For the multi-session cycles in Word ID2, each 1-h session was done approximately 1 week apart. One list was presented in each session and word and nonword tokens were randomly interspersed for each participant. A balanced latin-square was used to rotate the order of lists within each cycle across the sessions. A similar procedure was used for the rounds in WordID3. Participants were given a break every 75–90 trials in each session of WordID2 and WordID3. There was one break after 80 trials for WordID1. Participants were debriefed at the end of their last session.
For words, all incorrect responses that were automatically flagged by E-prime based on spelling accuracy were checked to see if they could be considered correct. For example, obvious spelling errors (occurrence spelt as occurence), typographical errors involving adjacent letters on the keyboard (violin spelt as violim), British/American spelling variants (colour spelt as color), and homophone responses (sail spelt as sale), were all re-scored as correct for the purposes of estimating ID ratesFootnote 9. For nonwords, all incorrect responses were checked to see if any nonword was consistently perceived to be a word (e.g., /tʃəp/ was heard as chop). These were either re-recorded or a new nonword was recorded and tested again.

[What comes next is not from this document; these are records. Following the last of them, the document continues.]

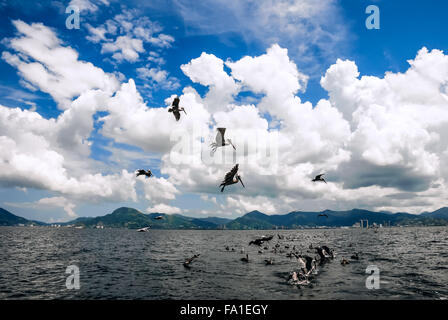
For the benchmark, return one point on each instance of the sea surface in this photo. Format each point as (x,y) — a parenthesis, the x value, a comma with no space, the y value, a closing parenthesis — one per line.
(125,264)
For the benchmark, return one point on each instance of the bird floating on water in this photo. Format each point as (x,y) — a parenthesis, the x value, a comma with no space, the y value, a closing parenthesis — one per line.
(221,141)
(355,256)
(261,240)
(319,178)
(175,109)
(231,178)
(189,261)
(141,172)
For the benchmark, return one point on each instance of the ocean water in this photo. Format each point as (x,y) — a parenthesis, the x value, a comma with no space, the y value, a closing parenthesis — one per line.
(125,264)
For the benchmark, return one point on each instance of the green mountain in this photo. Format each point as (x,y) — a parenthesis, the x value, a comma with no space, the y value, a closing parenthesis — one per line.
(133,219)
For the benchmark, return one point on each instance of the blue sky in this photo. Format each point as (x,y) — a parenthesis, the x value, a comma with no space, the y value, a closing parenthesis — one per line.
(229,31)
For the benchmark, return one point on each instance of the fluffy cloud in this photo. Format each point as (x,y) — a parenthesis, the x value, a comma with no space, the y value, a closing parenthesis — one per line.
(88,5)
(382,142)
(208,70)
(53,68)
(131,32)
(124,48)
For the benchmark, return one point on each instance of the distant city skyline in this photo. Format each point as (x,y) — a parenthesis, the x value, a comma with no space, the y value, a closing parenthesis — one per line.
(81,109)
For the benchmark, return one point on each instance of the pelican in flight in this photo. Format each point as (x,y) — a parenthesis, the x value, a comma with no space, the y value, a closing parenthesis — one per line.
(319,178)
(221,141)
(231,178)
(176,109)
(142,172)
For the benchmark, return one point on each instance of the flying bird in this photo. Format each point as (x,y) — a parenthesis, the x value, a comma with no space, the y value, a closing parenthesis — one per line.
(231,178)
(175,109)
(220,140)
(319,178)
(261,240)
(145,229)
(142,172)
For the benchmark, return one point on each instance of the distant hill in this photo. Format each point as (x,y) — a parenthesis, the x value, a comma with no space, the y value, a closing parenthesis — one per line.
(9,219)
(133,219)
(329,218)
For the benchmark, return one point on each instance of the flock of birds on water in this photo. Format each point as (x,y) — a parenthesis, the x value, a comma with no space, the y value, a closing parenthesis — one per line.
(307,263)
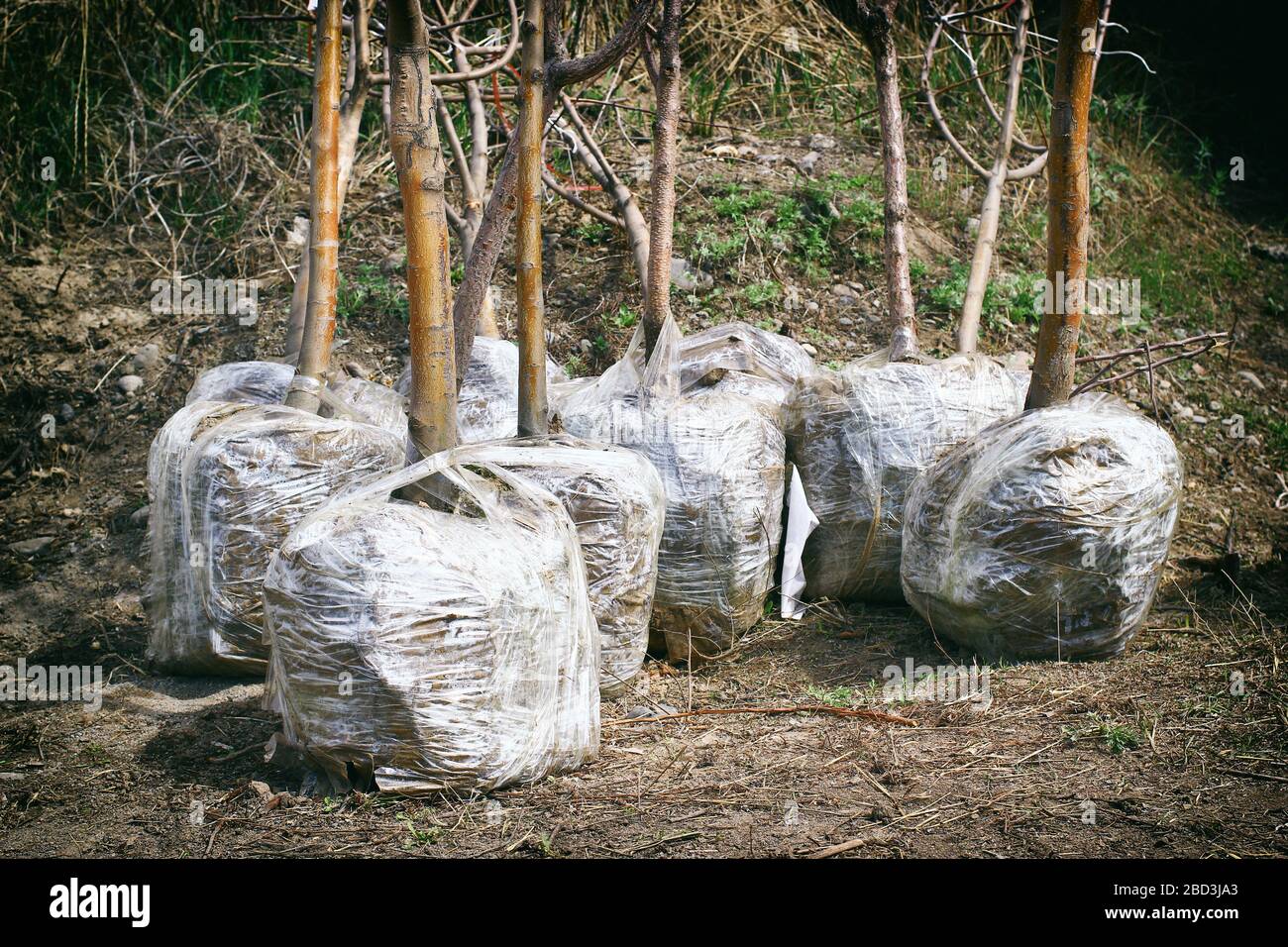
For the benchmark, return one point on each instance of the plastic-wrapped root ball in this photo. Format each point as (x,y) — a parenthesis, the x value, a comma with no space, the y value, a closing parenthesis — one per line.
(861,436)
(249,480)
(369,401)
(436,643)
(721,460)
(617,504)
(741,359)
(1044,536)
(180,638)
(257,382)
(488,401)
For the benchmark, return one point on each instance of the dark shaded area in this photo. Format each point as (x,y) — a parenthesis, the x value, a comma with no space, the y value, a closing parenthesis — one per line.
(1220,78)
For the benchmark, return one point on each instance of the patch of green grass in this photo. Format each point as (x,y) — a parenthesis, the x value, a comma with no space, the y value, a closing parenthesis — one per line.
(708,249)
(625,317)
(419,836)
(369,294)
(763,292)
(1117,737)
(592,232)
(1009,296)
(831,697)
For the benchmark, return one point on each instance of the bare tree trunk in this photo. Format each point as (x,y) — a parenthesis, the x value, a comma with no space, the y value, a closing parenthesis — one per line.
(421,175)
(982,263)
(533,414)
(325,211)
(876,18)
(666,120)
(1068,205)
(357,88)
(561,72)
(630,218)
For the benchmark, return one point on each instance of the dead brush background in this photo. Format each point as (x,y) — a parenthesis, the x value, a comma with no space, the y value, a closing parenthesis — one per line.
(168,158)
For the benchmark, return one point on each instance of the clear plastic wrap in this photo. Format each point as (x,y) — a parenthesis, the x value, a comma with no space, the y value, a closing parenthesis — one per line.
(180,638)
(1044,536)
(436,644)
(861,436)
(743,360)
(720,457)
(616,500)
(488,401)
(248,482)
(370,402)
(204,595)
(257,382)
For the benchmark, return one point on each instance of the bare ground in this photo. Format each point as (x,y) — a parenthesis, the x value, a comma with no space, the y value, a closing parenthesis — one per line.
(1160,745)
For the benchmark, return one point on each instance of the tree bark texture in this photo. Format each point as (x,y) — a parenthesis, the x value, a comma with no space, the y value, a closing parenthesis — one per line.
(1068,205)
(421,176)
(325,208)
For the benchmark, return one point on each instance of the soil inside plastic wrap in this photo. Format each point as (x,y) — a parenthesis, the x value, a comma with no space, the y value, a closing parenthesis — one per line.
(721,459)
(249,480)
(616,501)
(1046,535)
(180,638)
(421,648)
(861,436)
(257,382)
(206,570)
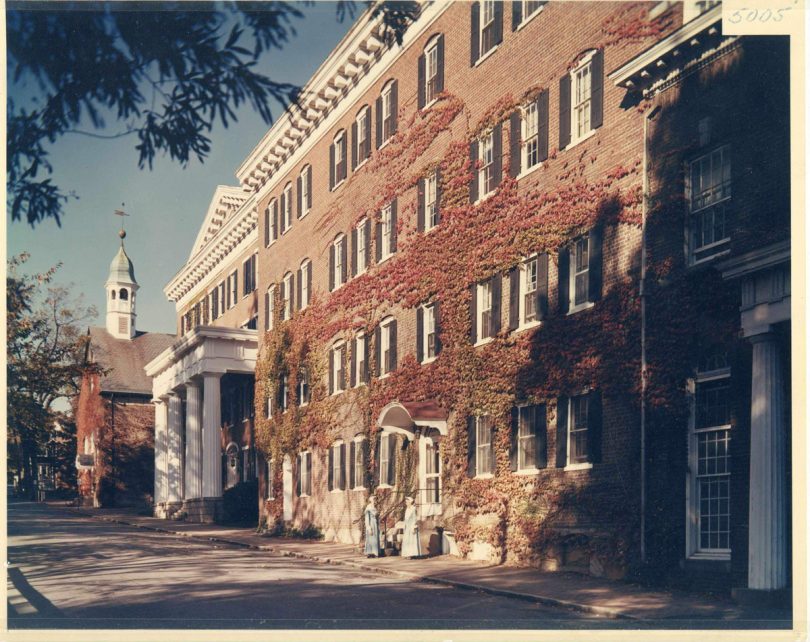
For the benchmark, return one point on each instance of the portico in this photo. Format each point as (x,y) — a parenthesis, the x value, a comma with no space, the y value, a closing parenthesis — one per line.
(186,394)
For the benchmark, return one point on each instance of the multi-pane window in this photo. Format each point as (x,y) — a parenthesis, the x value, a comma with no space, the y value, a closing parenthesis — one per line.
(487,29)
(431,201)
(484,464)
(486,160)
(581,103)
(578,430)
(709,193)
(710,459)
(432,472)
(432,81)
(531,141)
(579,270)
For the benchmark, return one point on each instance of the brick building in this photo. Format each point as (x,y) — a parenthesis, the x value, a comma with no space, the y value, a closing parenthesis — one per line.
(113,410)
(450,240)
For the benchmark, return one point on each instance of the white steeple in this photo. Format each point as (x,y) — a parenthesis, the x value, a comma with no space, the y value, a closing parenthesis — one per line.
(120,292)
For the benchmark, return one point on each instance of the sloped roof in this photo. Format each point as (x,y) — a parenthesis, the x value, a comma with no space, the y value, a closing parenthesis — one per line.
(123,360)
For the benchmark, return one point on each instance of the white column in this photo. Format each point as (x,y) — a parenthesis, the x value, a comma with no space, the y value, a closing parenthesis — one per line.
(211,440)
(767,527)
(175,456)
(193,477)
(161,452)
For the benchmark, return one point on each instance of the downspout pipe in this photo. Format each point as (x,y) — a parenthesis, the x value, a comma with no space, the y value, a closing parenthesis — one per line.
(643,294)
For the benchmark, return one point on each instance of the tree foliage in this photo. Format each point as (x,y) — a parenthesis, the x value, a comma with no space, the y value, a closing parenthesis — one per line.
(45,349)
(165,77)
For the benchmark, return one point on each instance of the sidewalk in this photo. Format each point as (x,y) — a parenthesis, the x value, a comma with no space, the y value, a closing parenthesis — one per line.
(604,597)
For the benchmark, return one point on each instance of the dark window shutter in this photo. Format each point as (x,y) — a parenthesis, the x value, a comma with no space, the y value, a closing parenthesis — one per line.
(475,25)
(354,145)
(332,180)
(542,125)
(377,350)
(393,237)
(565,111)
(331,466)
(597,88)
(309,187)
(514,300)
(438,323)
(595,426)
(367,233)
(513,435)
(378,121)
(352,449)
(394,107)
(498,22)
(343,266)
(595,263)
(298,202)
(497,150)
(563,271)
(392,350)
(331,266)
(419,333)
(440,63)
(420,204)
(514,144)
(517,13)
(474,313)
(471,446)
(542,286)
(540,446)
(474,166)
(496,303)
(354,252)
(421,81)
(562,431)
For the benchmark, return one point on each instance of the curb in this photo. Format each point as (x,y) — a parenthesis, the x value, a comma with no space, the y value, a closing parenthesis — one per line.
(603,611)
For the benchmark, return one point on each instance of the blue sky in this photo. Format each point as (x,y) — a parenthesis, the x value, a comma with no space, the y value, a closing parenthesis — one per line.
(167,204)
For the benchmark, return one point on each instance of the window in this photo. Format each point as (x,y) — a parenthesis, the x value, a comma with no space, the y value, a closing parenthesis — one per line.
(337,373)
(337,466)
(304,281)
(708,195)
(709,481)
(303,387)
(286,208)
(305,191)
(305,474)
(287,291)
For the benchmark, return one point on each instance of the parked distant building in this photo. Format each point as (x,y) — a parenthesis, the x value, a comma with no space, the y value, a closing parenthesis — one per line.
(113,411)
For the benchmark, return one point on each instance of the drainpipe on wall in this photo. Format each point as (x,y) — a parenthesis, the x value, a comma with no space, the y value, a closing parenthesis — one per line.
(643,294)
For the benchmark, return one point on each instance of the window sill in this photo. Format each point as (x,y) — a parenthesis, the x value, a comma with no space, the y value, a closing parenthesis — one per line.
(576,141)
(583,466)
(486,55)
(580,308)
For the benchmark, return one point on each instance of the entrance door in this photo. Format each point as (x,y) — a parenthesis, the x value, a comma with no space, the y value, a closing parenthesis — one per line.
(287,487)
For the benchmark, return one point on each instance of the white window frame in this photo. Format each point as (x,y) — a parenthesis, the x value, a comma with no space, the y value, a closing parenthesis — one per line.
(359,464)
(359,347)
(287,310)
(581,100)
(483,447)
(574,271)
(693,548)
(428,328)
(712,202)
(360,250)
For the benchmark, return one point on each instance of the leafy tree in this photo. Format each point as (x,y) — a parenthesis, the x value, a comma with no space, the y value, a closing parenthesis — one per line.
(45,349)
(164,76)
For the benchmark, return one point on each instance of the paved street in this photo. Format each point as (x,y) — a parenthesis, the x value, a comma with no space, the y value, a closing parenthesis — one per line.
(76,572)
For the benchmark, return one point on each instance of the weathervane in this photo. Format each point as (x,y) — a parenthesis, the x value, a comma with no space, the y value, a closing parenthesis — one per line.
(122,214)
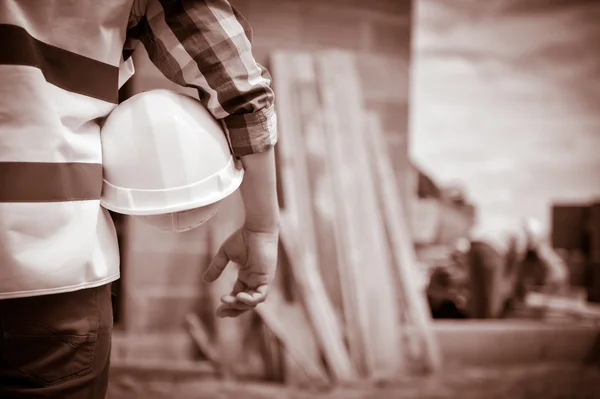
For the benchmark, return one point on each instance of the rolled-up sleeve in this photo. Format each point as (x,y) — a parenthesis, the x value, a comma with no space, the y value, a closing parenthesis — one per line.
(206,45)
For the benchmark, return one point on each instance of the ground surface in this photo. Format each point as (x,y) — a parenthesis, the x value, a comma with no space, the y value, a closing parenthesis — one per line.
(533,382)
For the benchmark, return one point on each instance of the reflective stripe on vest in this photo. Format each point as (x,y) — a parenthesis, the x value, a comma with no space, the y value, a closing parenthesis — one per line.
(60,70)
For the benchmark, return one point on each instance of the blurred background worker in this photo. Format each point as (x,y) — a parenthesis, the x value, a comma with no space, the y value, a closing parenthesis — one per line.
(62,65)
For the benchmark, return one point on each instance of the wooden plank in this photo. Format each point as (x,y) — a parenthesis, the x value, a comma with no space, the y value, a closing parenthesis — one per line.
(570,306)
(340,280)
(289,329)
(297,229)
(402,245)
(373,328)
(324,206)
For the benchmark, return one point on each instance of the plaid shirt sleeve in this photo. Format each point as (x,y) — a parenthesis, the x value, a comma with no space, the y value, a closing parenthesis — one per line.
(206,45)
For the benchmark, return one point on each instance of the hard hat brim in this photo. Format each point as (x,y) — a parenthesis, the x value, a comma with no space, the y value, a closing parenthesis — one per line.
(137,202)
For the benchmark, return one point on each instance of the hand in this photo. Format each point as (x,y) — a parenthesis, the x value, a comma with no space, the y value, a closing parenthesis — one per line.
(256,254)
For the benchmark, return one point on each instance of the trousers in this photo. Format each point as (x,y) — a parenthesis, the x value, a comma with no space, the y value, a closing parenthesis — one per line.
(56,346)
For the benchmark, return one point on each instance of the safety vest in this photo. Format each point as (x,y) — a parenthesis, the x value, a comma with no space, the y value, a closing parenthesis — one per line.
(61,66)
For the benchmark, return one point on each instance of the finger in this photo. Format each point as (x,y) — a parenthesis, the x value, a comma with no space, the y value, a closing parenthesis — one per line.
(224,311)
(238,287)
(234,303)
(216,267)
(254,297)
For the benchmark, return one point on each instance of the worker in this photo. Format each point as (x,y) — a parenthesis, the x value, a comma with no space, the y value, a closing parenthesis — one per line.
(62,64)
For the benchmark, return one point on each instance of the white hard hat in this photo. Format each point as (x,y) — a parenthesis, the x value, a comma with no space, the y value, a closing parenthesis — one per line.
(166,160)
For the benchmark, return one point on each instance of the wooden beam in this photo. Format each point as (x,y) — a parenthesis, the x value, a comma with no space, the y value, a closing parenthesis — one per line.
(402,245)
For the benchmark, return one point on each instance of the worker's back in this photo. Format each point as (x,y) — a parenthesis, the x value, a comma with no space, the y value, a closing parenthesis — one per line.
(61,66)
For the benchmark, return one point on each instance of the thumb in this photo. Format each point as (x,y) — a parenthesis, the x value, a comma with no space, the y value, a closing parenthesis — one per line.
(216,267)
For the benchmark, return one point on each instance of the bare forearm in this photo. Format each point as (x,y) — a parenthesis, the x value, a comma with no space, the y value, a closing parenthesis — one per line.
(259,192)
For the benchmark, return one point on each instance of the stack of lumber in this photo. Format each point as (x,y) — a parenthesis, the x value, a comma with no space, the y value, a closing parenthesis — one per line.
(348,288)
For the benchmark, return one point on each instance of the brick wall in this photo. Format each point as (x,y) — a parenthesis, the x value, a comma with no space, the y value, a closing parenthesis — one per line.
(162,271)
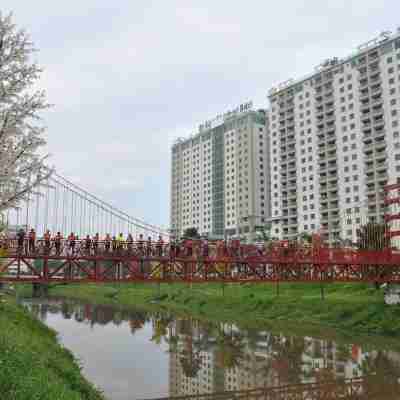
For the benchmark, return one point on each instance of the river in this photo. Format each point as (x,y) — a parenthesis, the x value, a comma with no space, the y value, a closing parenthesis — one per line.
(134,354)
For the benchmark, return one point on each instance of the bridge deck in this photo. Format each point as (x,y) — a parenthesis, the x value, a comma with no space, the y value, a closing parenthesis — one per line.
(166,263)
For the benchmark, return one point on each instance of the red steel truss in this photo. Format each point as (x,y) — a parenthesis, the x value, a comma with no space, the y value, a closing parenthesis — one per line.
(132,262)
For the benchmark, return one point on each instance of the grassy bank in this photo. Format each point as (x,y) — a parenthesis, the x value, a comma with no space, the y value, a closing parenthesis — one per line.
(352,309)
(32,363)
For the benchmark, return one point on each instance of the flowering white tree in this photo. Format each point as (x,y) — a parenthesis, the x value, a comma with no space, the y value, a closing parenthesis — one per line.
(22,167)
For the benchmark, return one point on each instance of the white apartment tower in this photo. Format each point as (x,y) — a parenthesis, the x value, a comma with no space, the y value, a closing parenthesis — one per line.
(335,143)
(220,176)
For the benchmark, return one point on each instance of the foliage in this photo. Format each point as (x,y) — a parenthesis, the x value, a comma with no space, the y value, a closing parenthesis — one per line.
(22,168)
(33,364)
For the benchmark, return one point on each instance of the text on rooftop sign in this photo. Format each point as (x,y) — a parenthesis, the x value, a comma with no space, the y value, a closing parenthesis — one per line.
(221,118)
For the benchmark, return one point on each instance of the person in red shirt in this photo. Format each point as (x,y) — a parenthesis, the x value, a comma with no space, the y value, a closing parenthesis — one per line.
(107,243)
(160,245)
(71,242)
(57,242)
(47,241)
(31,241)
(189,247)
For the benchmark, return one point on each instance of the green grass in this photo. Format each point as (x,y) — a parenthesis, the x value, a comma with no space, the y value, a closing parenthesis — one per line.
(33,365)
(350,308)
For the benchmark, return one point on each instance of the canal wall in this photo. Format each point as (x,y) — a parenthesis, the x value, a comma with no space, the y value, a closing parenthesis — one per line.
(33,364)
(350,308)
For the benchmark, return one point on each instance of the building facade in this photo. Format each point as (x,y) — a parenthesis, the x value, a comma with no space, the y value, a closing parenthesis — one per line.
(335,143)
(220,176)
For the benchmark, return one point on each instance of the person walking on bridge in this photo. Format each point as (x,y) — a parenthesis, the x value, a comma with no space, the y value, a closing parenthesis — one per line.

At the end of WordID3, all tokens were finalized regardless of their ID rate. For tokens that went through two rounds of testing (WordID1/WordID2 and WordID3), the token with the better ID was kept in the database. Table 8 summarizes the average ID and confidence rates for the talkers, and Table 9 depicts the correlations between the ID rates for each talker. The relatively high intercorrelations attest to the high reliability of the intelligibility measure (Keuleers, Lacey, Rastle, & Brysbaert, 2012) and reflect the amount of item-level variance that can be explained in these datasets (Courrieu & Rey, 2011).
Figure 1 depicts the proportion of tokens across different ID rates among the six talkers. The results show that the vast majority of tokens (over 86%) have an ID score of at least .8, indicating that the AELP database comprises highly intelligible tokens that can be used in experiments.
This phase of the project collected latency and accuracy data for auditory lexical decision for all tokens and talkers.
The AELP words were divided into 15 lists of 678 token-sets and grouped into three groups of five lists each, with all lists and groups equated on the three lexical properties for the words as in the recording sessions, all Fs < 1.
The goal was to have each token tested by between 25 and 36 different participants. Four hundred and thirty-eight participants from the NUS community took part and it was ensured that no participant heard each token more than once within or across talkers. As in the ID phase, in their first session, participants completed a language background questionnaire (LBQ) before the LDT. This time, we replaced the Shipley (1940) subscale with a newer 60-item subset of a vocabulary test (Levy, Bullinaria & McCormick, 2017) and a 60-item spelling test (Burt & Tate, 2002) at the end of the first session.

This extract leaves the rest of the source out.